To highlight its efforts to address issues with the system’s deployment, Oracle rolled out a public dashboard last year to track the company’s response to congressionally-identified priorities. As of Feb. 13, Oracle said it had closed out eight “assigned issues as originally identified by VA as priorities in February and May 2022 briefings to Congress and as cited in a letter from Congress to VA on June 27, 2022.” Three other issues are listed as “in progress,” while one issue is “scheduled” and eight others are identified as being “in development.”

Congress, however, has already moved to extend additional oversight and transparency around VA’s EHR deployment efforts, and more legislative proposals to streamline the system’s rollout are likely on the horizon. 

A staffer for Senate Veterans’ Affairs Committee Ranking Member Jerry Moran, R-Kan., told Nextgov the senator is currently working on legislation regarding the EHR system, although the bill is still in the early stages of being drafted, and the details of what it will entail are still being worked out.

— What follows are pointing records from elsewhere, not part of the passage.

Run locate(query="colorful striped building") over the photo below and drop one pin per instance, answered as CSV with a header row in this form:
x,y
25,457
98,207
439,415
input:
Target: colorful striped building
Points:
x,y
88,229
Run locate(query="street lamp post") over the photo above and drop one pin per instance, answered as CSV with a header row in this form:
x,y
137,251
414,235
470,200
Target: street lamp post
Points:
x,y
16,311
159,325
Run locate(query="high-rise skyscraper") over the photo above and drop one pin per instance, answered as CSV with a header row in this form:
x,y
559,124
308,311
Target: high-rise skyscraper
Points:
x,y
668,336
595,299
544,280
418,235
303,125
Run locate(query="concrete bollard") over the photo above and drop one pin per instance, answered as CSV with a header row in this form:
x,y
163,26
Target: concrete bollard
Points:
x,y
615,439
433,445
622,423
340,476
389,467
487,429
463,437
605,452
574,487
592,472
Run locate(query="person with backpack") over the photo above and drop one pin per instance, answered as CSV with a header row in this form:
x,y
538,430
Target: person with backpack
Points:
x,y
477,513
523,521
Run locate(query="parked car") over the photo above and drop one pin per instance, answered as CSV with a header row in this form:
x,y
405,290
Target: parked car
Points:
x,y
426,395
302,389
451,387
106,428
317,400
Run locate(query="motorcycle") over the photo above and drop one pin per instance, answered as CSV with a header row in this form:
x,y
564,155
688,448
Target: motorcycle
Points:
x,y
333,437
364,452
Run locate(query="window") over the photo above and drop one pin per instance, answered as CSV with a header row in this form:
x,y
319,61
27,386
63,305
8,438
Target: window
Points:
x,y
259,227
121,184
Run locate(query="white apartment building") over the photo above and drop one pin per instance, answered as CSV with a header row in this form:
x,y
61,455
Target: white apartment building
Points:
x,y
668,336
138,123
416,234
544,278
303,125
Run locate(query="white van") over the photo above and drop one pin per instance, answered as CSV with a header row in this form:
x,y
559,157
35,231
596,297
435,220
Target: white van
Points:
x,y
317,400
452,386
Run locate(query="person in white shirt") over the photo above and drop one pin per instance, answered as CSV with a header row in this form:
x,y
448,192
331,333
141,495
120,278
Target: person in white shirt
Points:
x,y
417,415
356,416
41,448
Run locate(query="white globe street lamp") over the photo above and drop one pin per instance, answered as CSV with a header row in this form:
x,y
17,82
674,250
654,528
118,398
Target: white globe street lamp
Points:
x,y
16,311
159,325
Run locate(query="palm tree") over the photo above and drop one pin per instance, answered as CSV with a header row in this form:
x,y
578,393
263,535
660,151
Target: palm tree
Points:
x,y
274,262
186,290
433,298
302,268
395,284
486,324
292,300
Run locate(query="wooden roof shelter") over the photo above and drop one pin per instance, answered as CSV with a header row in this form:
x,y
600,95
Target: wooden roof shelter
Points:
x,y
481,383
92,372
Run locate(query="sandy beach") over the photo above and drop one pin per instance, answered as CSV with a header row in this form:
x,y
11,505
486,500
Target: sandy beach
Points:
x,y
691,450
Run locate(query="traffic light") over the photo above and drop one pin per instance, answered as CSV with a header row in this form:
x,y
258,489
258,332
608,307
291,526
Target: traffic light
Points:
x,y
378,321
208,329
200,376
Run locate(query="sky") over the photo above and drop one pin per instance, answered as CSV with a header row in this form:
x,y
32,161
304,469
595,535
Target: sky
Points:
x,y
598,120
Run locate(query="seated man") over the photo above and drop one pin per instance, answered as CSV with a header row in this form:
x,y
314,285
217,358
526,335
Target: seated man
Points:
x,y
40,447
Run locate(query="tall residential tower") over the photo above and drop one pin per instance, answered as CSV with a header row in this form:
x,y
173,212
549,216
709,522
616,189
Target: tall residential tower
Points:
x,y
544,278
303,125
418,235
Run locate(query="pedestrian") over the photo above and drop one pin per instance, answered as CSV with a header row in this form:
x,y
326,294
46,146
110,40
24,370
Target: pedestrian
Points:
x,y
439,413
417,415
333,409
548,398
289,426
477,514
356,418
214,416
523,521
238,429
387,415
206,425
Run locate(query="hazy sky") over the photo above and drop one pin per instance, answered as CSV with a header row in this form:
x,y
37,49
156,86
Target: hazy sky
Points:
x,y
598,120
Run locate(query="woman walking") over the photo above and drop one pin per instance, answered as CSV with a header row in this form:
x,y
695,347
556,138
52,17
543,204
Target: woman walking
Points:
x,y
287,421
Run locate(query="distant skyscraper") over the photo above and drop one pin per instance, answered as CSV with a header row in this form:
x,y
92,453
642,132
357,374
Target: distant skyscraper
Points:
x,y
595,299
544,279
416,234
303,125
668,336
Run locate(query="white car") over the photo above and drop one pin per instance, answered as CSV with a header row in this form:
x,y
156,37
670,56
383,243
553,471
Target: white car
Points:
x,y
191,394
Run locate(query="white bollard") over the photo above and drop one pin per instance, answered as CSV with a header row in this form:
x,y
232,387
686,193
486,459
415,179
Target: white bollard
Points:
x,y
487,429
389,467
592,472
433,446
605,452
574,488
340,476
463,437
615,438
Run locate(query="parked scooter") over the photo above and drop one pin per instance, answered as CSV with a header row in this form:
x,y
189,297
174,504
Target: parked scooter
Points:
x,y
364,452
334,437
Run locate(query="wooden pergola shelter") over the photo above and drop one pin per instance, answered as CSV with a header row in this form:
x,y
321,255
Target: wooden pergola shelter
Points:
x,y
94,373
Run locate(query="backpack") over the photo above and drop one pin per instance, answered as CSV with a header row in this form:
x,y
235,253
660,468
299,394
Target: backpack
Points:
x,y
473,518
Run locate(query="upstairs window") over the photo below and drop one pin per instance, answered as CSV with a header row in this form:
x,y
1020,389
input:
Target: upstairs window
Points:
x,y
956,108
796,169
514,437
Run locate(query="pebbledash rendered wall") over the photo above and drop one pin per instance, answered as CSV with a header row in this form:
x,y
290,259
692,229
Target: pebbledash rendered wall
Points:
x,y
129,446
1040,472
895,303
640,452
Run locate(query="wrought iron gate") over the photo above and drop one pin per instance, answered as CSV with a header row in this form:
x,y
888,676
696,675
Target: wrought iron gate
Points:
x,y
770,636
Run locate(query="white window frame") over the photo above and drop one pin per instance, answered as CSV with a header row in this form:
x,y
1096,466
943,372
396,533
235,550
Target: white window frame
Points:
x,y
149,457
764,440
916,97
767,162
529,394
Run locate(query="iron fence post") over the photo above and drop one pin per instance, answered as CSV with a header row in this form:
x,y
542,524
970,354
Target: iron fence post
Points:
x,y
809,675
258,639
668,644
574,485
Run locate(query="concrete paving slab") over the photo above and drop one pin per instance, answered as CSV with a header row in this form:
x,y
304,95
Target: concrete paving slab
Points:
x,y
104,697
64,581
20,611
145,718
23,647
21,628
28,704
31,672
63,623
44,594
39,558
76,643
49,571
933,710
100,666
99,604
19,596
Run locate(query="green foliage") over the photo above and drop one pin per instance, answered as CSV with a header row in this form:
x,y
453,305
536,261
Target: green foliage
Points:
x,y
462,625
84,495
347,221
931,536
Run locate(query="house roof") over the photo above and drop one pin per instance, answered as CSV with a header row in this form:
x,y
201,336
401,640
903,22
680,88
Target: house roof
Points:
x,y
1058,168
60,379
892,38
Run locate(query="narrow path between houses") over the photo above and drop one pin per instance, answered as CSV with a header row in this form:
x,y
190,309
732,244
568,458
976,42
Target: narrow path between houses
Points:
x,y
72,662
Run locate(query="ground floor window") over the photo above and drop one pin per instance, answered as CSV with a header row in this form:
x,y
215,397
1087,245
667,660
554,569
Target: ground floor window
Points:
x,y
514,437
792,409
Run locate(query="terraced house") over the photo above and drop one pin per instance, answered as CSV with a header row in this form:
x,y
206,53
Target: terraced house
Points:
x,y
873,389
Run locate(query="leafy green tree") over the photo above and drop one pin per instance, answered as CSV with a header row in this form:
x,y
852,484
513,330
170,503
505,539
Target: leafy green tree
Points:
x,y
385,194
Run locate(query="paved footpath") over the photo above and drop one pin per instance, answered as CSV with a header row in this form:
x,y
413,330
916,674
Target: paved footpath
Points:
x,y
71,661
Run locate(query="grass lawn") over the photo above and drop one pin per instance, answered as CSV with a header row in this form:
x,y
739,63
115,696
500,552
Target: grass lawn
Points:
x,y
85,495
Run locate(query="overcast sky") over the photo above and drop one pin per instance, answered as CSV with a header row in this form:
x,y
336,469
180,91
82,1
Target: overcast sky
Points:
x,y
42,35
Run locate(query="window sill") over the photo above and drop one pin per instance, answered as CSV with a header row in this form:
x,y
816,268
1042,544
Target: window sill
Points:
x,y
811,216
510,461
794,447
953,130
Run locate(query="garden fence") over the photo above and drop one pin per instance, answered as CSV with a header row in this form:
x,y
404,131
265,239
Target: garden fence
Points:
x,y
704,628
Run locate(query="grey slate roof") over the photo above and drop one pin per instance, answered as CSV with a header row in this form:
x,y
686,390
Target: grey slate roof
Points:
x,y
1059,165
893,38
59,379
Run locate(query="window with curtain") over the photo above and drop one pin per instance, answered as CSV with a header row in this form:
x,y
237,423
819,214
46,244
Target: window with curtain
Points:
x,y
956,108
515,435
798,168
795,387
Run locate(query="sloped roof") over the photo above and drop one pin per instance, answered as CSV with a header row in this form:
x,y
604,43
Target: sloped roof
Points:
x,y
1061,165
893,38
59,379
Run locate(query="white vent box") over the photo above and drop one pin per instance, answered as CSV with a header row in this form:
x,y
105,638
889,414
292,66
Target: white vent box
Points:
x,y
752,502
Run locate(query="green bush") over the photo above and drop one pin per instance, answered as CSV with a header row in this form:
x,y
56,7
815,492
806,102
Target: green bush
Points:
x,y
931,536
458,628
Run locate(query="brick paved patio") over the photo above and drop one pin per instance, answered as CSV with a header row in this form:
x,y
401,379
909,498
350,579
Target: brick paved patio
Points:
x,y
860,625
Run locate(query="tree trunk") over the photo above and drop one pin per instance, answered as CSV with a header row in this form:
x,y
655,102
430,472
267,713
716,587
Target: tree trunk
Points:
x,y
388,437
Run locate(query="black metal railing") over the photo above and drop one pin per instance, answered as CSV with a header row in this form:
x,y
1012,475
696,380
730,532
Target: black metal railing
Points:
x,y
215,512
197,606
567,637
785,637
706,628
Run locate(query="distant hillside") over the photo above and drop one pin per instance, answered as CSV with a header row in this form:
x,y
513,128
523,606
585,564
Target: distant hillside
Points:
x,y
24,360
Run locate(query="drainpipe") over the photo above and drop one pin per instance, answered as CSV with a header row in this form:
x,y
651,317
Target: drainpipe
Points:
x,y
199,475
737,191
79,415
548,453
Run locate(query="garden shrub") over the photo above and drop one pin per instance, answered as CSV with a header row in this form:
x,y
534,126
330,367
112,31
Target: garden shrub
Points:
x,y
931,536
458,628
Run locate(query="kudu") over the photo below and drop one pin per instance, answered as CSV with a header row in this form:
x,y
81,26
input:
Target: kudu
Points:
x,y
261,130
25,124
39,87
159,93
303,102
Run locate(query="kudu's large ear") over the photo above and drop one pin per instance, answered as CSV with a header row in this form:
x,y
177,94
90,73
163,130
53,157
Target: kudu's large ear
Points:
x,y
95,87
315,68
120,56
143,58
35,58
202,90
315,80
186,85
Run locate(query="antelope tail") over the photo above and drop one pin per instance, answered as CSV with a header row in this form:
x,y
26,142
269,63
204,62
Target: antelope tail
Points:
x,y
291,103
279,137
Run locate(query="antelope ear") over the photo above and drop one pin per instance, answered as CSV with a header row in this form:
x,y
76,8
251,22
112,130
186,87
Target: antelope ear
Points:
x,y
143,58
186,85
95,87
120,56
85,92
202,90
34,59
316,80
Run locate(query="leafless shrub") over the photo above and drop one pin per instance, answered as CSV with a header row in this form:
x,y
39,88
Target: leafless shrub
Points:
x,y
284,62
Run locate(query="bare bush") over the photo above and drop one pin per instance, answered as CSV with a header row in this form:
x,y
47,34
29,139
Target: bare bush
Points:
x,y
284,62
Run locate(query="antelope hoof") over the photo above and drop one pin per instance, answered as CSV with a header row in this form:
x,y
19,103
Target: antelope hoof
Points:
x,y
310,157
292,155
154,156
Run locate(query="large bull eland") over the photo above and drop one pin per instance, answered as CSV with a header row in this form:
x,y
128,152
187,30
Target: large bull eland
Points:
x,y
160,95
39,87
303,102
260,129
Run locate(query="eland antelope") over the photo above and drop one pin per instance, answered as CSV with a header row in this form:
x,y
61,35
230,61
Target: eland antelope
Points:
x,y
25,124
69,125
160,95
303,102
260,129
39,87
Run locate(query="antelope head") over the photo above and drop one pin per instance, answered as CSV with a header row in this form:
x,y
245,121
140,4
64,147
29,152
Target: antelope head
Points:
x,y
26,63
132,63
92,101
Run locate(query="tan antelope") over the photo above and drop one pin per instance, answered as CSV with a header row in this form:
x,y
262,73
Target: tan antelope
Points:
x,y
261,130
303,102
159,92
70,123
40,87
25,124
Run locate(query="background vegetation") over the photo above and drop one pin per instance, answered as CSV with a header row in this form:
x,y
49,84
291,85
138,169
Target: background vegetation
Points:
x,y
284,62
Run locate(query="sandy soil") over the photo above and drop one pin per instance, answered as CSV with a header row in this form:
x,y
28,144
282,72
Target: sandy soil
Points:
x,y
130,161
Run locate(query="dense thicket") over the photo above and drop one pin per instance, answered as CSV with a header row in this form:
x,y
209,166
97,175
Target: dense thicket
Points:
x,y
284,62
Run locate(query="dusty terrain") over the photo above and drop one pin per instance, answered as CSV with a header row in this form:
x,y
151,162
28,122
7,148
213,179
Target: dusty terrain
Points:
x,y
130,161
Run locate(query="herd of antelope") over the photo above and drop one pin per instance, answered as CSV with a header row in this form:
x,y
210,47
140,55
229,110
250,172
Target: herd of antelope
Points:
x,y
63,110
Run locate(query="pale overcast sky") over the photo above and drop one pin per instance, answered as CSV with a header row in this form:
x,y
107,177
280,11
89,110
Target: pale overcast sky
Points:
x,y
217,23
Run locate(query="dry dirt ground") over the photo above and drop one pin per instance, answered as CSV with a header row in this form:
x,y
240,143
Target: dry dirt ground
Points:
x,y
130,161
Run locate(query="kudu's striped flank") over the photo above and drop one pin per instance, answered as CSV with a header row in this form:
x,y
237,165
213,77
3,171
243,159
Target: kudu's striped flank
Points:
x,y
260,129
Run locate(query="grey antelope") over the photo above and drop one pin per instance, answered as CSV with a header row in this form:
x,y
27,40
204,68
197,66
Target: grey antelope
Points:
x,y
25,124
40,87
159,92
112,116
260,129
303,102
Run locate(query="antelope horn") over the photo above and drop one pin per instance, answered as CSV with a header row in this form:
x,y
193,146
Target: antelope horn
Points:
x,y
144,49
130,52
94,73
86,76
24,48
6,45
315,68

Democrats on the House Veterans’ Affairs Committee are also reportedly working to draft their own “comprehensive” bill to reform the EHR system’s rollout as an alternative to the Republicans’ legislative proposals.

Last June, President Joe Biden signed into law the VA Electronic Health Record Transparency Act—bipartisan legislation co-authored by Moran and Tester—that enhanced congressional oversight of the EHR program by requiring VA Secretary Denis McDonough to “submit periodic reports to Congress regarding the costs, performance metrics and outcomes” of the system’s deployment. 

Tester also worked to include a provision in the 2023 omnibus spending bill that withholds 25% of VA’s budget for the EHR modernization program “until the VA Secretary reports to Congress on improvements made to the system’s stability, usability, patient safety and related issues to better protect veterans and taxpayers.”

“The men and women who risk their lives to defend our country deserve to get the care they have earned when they return home,” Tester said. “That is why I am holding VA and Oracle Cerner accountable to deliver a safe and viable health IT system for veterans and taxpayers.”

A staffer on the Senate Veterans’ Affairs Committee told Nextgov that Tester met with VA Deputy Secretary Donald Remy—who oversees VA’s EHR program—on Feb. 1 to discuss ongoing issues with the system’s deployment. They added that the committee is also planning to hold a hearing regarding the system’s rollout sometime in March.